Wednesday, August 29, 2007

Objectivity

In my Literary Analysis class my professor asked in his cute British accent, “What are some of the stereotypes about English majors?” No one raised their hands. He then asked, “Who is not an English major in here?” and three people raised their hands. He asked them the stereotypes, and their answers were things like, “pompous, nerdy, bookworms, slackers.” This made me laugh, because when he first asked the question my initial thought was, “English majors don’t have stereotypes. That’s just the engineering and Bio students.”

In my Religion and Psychology class, my professor was giving theories for the existence of religion and its origin. He gave many educated theories and then gave a fourth one, “religion exists because it’s true.” My first reaction was anger. I felt like adding that to our notes discredited everything we just learned. Sure, there were holes in each theory, but this didn’t explain anything. He then explained, “This theory is not treated as a valid theory, but a majority of people believe this. 97.5% of the world believes in some sort of divinity. Does that make 97.5% of the population crazy and the other small percentage sane?” He wants the course to be all about objectivity, which I suppose means hearing things that I don’t want to about close-minded ideas of religion. He also said a lot of religious people think he is the antichrist so he gets hell from both sides. I like that about him.

These two scenarios got me thinking about how no one is ever objective. I think people are close-minded who do not listen to my ideas, but what about when I don’t listen to theirs? It takes a great deal of patience and comfort with ones beliefs to truly listen without anger to other people’s beliefs. I have had a lot of anger at belief systems in the past year. The more I learn about religion in general the more I realize I don’t believe in one religion. They are just different forms of expressing the same spirituality that exists in everyone. I also am beginning to realize I can’t discredit people’s spiritual experiences as much as I want to. I almost want to delete this paragraph, because it is so hard to do this stuff that I don’t even want to acknowledge that I have to do it let alone that I am not good at it. When I had to listen to the crazy, shouting, Christian outside the academic buildings today, and he was calling everyone fools and using the Bible to support him, I so desperately wanted to flip him off or roll my eyes. Then I realized that he feeds off of that kind of thing. The best thing to do is let those people say what they want to, because they will do it anyway. Let them pray for you or condemn you (whatever it is they do) because it makes them feel better and in reality it doesn’t do shit to me. I just let my pride get hurt by that kind of thing, but if I were stronger in my beliefs I wouldn’t be phased by it. I think I am slowly acquiring that strength. I attribute that to the healing and maturing that took place this summer as a result of having such a variety of loving people in my life.

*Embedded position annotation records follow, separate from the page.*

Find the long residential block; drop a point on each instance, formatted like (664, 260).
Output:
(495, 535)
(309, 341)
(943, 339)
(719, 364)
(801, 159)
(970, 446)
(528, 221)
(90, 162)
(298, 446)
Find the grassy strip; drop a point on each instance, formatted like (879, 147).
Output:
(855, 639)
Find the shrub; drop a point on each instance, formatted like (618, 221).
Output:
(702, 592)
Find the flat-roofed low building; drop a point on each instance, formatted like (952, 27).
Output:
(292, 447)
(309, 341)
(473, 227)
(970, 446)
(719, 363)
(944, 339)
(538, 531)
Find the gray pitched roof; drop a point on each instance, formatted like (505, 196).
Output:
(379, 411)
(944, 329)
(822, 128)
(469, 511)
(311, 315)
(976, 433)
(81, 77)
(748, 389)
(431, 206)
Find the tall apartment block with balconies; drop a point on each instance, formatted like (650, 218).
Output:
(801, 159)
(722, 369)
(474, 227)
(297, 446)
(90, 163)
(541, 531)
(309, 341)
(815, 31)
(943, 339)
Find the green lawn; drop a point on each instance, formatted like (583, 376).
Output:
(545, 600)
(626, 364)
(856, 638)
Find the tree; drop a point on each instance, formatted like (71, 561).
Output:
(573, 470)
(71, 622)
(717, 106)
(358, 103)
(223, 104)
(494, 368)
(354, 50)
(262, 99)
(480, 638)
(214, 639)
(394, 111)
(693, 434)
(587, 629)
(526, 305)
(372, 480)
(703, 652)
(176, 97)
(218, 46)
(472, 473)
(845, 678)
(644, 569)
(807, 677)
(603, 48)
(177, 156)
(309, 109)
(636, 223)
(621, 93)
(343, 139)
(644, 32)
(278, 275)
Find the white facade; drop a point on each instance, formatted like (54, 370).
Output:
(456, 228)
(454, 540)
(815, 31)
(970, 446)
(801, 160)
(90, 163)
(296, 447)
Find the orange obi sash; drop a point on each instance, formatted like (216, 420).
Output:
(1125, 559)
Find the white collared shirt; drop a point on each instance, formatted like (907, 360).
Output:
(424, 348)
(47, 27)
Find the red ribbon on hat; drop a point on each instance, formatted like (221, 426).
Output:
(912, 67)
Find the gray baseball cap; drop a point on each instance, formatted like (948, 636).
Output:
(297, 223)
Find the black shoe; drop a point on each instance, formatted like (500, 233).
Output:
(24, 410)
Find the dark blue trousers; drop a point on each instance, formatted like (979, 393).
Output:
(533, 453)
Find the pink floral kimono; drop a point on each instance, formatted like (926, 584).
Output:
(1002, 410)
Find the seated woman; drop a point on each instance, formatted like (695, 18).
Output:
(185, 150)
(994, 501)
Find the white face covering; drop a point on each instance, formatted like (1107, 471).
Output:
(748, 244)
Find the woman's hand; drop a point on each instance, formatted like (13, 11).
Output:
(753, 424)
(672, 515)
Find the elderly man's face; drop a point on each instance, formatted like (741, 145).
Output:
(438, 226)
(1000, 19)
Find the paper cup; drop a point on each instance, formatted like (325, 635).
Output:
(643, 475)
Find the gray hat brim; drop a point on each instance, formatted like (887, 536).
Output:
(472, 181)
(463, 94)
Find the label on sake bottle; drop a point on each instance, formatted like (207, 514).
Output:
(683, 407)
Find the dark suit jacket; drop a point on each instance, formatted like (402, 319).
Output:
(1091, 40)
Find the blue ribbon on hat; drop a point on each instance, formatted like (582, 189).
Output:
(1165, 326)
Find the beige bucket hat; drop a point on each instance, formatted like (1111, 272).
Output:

We also talked about a theory that gods are just idealized versions of an actual human being, especially in Greek mythology. Then he said, but it happens in every religion. The Buddha was just a man, Siddhārtha Gautama, but many Buddhist believe he was more than an ordinary man, even somewhat divine. Then as all of the self-righteous Christians thought they were free from ridicule, he brought up the Virgin Mary. He was like, “Mary was just a woman, but the church decided one day that they had a problem and Jesus’ birth needed to be “sinless” so they decided he was immaculately concepted. Many people are very offended by the thought of that, but does that discredit any of the peaceful things Jesus did because his Mom had sex to conceive him?

I was especially interested in this idealizing people, because Adam (The Atheist) and I were recently discussing his post that claimed Mother Theresa was using the poor for her own personal gain. I talked about how Mother Theresa was human. Humans do bad things sometimes. It sucks. I wish I didn’t. I wish the people I love didn’t, but everyone does. Regardless of her motives she did great things. I think she is just as worthy as any of the other Saints. Saints were all human at one point, but their lives have been idealized to make them seem unreachable for anyone. Mother Theresa’s flaws will soon be forgotten and she will be another Saint that we will never be able to be like. I blame a lot of my self-hate on the Saints. I loved learning about the Saints and it was my dream to be like them, but it is impossible because as Saints they are not human. The more I realize that I don’t really know the saints, the more I understand that I could be like them if I really knew them, but now there is nothing real to be like. Trying to be a Saint is like trying to be Jesus or some idea of God. The Saints all did good things and stood up against the church or people that had power, and that is commendable. It takes guts and not everyone can do it, but it is possible for anyone unlike the church teaches. I think exposing Mother Theresa’s flaws is a great reminder for the world to reevaluate the image of a Saint. We should all admire their courage, but not deny their faults. Let’s celebrate their life not some made-up fantasy.